Why must children and teens analyze books (literature?) to death for eight years in school, which is really only useful and relevant if you happen to choose a literature major? Actually, they don’t.  Everything they are required to read has already been analyzed and written about to death. NOBODY reads the required books. Schmoop and about 1,000 other websites are fine for that. No critical thinking here!
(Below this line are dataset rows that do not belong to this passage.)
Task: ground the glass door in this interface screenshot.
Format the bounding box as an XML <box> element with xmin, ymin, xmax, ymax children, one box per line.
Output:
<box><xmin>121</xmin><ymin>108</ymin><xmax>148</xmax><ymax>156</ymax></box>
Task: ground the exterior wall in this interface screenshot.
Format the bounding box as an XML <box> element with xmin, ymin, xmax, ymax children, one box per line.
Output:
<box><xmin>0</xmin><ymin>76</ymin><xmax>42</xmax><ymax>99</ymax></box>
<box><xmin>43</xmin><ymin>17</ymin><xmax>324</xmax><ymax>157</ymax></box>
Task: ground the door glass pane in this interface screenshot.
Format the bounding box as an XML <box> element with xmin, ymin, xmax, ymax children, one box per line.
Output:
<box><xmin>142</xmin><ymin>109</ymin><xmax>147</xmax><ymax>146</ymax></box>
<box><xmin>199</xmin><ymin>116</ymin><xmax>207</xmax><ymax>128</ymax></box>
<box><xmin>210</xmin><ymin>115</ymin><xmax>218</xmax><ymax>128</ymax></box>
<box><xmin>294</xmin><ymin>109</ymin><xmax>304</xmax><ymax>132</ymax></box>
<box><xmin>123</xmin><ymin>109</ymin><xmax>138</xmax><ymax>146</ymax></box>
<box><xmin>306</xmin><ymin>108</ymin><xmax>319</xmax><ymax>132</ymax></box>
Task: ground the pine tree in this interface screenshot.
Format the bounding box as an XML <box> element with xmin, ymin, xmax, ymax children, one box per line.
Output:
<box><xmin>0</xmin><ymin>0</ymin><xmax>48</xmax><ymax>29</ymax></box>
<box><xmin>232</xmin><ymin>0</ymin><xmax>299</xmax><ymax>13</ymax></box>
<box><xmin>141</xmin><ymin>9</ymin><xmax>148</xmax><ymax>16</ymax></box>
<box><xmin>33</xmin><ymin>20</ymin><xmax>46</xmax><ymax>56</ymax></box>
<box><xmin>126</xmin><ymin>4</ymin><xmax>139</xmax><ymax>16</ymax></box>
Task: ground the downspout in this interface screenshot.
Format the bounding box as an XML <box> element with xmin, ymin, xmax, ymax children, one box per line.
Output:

Let them read new books, choose books that speak to them. They will be willing to read them deeply, thoughtfully and critically, which in my opinion should be the real goal. Maybe we won’t lose them anymore.

Sarah Abercrombie
Chair School-Age Programs and Services Committee
Head Librarian
Greenwich Country Day School


  1. Jill Eisele

    I couldn’t agree more. Let them choose!!

  2. Kathykleckner

    You seem to share at least some of the ideas found in The Book Whisperer by Donalyn Miller. Great book.

  3. Claire Davies

    For years I felt like I ought to hide the shame of being a librarian who had actively hated, HATED, english literature classes at school.

  4. Sarah Stippich

    Sarah, I totally agree! I loved reading as a teenager, but high school English classes almost ruined me. I hated that there seemed to be one right answer about the “meaning” of a book, and as long as you guessed right, you passed. Ugh.

    I’m so glad my mom had lots of Stephen King books at home! It saved my reading life!